Wendall Williams (born September 18, 1990) is an American former professional football player who was a wide receiver for the Houston Texans of the National Football League (NFL). He played college football for the Cumberlands Patriots and was signed by the Texans as an undrafted free agent in 2016. He made many media headlines after he broke the 40-yard dash record, with a time of 4.19 seconds unofficially.

==Early life==
Williams was born to Claudine Clarke, in Syracuse, New York. He attended Bishop Ludden High School, where he played competitive football and track. In his junior season, he totaled 17 receiving touchdowns, and tallied 28 more as a senior. However, Williams struggled academically, which deterred many colleges from recruiting him. Therefore, he committed to play football at Morrisville State College.

==College career==
Williams signed with Division III Morrisville State College, where he played football for the Mustangs. After his freshman season, he totaled 30 receptions for 515 yards and 3 touchdowns. However, he left Morrisville State the following year, due to his clashes with the coach. He subsequently enrolled at Onondaga Community College, where he attended for two semesters. He then transferred to Hudson Valley Community College, later dropping out after losing his financial aid package for dropping too many classes. He then worked as a truck driver, and did not continue his athletic career. When Williams was 21, he received a call from family friend Will Dowdell, encouraging Williams to continue his athletic career in college. Motivated, Williams enrolled at Herkimer County Community College, playing basketball and track for the Generals. While at Herkimer, he was a captain of the basketball team, shooting 71 percent from the field, while pursuing an associate degree in business sports management. He accepted an offer to University of the Cumberlands, where he enrolled with two remaining years of athletic eligibility. Williams started at wide receiver during his junior and senior seasons, and competed on the track team, participating in the 100 and 200 meter dash, as well as the long jump.
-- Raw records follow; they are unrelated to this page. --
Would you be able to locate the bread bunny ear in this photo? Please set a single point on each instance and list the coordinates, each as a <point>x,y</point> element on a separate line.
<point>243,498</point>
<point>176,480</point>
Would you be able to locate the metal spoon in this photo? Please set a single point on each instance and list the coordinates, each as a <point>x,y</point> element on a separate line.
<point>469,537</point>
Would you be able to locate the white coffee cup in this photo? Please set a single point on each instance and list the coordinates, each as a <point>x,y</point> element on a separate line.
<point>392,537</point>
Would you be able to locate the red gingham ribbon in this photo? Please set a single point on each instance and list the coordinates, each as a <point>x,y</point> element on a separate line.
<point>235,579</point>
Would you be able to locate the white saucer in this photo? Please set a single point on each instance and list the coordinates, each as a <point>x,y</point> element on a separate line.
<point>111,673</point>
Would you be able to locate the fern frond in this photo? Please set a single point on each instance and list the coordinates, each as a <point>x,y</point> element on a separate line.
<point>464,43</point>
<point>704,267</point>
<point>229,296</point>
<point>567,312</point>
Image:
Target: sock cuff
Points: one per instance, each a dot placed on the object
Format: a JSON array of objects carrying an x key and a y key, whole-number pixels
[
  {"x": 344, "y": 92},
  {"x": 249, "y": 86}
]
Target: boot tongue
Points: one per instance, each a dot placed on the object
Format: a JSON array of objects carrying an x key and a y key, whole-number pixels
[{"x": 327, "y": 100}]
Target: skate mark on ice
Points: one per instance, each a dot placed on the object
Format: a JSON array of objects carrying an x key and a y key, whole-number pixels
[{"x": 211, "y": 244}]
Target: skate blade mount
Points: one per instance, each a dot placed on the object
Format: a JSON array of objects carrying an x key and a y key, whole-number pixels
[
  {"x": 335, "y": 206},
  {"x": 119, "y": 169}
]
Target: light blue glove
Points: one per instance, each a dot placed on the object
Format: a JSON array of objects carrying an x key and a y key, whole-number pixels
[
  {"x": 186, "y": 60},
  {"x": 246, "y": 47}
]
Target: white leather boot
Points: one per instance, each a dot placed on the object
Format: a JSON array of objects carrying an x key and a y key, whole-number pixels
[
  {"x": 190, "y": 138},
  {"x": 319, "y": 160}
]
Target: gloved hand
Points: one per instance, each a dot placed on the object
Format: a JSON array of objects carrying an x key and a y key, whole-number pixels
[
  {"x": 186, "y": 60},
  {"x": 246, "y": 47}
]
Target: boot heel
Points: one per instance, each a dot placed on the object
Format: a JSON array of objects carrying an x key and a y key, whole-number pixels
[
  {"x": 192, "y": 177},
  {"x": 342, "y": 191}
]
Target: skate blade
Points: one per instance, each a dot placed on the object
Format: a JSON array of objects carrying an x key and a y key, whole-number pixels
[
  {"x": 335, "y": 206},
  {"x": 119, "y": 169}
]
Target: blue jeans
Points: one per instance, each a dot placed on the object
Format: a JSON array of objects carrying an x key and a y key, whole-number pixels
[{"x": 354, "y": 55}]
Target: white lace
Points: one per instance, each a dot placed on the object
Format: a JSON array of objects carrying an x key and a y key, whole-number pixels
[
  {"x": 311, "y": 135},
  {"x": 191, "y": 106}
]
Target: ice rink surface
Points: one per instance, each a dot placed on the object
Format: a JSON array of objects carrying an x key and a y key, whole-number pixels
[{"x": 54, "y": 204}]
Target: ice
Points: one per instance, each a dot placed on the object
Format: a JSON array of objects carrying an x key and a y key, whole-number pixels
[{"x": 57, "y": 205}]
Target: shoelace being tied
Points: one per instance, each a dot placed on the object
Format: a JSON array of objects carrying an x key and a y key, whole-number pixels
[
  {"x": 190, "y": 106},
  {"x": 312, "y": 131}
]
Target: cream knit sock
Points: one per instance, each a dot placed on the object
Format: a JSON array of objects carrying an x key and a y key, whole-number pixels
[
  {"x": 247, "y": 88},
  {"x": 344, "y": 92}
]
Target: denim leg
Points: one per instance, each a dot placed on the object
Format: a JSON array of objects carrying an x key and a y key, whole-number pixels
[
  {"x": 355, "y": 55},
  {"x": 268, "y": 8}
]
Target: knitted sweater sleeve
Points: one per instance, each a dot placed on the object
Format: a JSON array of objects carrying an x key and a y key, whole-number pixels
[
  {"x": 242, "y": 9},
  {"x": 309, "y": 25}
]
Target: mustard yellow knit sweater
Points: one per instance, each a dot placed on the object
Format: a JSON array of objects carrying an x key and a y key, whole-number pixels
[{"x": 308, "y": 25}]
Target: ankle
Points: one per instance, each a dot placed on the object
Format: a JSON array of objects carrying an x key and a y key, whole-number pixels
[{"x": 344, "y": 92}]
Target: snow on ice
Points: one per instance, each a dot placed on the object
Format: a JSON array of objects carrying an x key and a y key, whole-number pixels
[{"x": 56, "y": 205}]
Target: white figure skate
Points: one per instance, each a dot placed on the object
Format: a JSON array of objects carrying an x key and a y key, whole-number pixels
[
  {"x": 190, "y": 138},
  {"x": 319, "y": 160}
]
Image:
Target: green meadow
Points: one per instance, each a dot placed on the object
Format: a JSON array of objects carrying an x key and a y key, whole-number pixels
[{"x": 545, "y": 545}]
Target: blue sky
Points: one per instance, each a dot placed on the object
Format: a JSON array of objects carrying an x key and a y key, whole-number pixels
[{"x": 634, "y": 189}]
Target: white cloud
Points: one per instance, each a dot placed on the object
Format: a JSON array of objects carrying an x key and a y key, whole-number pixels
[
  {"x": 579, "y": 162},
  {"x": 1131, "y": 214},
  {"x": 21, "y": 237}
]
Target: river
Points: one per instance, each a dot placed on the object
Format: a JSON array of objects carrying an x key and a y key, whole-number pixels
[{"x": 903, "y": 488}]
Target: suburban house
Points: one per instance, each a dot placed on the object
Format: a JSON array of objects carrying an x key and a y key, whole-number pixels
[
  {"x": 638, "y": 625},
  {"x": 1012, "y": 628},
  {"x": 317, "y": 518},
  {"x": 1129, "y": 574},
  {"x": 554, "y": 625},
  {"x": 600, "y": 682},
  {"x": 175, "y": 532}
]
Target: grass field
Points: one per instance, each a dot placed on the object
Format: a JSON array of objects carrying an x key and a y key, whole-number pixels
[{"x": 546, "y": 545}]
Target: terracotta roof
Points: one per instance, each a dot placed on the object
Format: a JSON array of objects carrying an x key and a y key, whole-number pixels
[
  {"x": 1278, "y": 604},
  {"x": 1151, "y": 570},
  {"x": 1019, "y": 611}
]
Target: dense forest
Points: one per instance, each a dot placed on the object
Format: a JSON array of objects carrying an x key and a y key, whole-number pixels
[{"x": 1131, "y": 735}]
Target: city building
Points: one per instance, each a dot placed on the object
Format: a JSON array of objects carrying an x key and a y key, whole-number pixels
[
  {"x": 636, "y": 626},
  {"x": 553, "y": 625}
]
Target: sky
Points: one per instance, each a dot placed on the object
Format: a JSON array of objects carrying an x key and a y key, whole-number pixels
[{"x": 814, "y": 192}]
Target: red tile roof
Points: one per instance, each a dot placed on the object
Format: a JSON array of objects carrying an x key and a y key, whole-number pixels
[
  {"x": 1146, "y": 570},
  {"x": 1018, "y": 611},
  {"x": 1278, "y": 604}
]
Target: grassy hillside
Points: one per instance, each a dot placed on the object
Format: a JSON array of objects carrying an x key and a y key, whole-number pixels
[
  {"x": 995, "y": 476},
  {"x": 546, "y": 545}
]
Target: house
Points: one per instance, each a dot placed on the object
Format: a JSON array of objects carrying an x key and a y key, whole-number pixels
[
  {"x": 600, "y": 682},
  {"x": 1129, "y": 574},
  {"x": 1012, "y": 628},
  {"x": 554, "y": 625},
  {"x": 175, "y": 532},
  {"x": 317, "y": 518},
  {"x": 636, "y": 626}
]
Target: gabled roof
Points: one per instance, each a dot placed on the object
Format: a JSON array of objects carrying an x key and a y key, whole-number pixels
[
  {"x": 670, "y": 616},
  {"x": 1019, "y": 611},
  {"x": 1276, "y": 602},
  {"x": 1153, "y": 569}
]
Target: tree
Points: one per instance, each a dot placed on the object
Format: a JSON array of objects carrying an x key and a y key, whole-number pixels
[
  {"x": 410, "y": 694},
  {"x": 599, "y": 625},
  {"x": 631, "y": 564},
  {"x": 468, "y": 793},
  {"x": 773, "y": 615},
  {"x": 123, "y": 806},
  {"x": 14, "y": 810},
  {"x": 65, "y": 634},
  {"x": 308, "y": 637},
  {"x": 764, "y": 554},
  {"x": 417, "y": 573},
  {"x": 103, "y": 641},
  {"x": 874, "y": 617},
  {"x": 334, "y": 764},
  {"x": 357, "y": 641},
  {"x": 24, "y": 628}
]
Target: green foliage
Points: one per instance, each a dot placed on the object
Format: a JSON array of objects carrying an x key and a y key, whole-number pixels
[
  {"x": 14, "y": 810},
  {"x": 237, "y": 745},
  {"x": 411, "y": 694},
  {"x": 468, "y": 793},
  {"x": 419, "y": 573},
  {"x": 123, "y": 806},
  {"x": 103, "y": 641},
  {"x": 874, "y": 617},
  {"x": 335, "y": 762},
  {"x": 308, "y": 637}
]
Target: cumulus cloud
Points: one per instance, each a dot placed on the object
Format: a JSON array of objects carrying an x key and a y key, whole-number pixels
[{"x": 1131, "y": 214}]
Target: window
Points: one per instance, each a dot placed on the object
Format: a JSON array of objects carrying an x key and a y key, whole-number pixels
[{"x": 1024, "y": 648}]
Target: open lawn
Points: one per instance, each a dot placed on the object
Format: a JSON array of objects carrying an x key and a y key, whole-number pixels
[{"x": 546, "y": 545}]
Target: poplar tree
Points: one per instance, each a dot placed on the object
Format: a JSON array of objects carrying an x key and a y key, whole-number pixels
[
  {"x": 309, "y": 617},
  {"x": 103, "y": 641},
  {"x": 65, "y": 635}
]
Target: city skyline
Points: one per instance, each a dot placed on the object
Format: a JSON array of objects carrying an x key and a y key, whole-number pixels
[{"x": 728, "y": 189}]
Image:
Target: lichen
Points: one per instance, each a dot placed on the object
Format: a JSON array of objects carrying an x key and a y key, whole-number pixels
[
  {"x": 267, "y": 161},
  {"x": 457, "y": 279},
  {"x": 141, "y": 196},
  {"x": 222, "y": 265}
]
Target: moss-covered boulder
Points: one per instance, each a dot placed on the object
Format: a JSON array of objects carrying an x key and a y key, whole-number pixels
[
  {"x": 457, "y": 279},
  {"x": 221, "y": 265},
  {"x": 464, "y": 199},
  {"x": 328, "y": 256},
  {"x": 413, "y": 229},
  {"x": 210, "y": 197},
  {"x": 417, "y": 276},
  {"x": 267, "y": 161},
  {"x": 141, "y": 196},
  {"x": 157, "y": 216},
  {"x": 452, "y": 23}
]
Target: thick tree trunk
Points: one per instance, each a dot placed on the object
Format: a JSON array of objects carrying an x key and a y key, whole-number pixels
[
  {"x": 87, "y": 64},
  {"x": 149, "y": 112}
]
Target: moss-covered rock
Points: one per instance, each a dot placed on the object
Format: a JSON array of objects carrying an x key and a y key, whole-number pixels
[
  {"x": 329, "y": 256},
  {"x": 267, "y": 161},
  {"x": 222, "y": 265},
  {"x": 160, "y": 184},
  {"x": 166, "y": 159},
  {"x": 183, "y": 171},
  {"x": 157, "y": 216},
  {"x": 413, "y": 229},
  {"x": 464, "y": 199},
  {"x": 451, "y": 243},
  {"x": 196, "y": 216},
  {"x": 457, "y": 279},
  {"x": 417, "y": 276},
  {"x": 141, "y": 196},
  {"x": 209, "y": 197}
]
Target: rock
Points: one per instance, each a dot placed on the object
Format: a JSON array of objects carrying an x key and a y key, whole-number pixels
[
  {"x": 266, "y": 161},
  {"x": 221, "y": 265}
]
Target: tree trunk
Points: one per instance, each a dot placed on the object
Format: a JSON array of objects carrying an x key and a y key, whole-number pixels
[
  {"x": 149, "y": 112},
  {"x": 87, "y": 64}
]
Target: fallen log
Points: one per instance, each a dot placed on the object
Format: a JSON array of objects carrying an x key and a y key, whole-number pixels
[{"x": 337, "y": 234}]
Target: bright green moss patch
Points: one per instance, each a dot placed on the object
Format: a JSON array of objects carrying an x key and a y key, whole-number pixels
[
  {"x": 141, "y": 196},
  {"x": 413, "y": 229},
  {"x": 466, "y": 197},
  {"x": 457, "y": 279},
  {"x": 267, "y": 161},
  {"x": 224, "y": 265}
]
As the University of the Cumberlands' primary receiver in his final season, Williams accounted for 48.3% of the team's receiving yards and touchdowns on 30.5 yards per reception.

==Professional career==

===Houston Texans===
Williams was signed by the Texans as an undrafted free agent on May 6, 2016. He was released by the Texans on September 3, 2016, during final roster cuts.

===New York Jets===
Williams was signed to the Jets' practice squad on September 12, 2016. He was released on September 28, 2016.

===Houston Texans (second stint)===
Williams was signed to the Texans' practice squad on November 9, 2016. He was promoted to the active roster on December 13, 2016. During his second stint, he played in 2 games recording 4 catches for 75 yards.

On September 2, 2017, Williams was waived by the Texans after breaking his collarbone in a preseason game.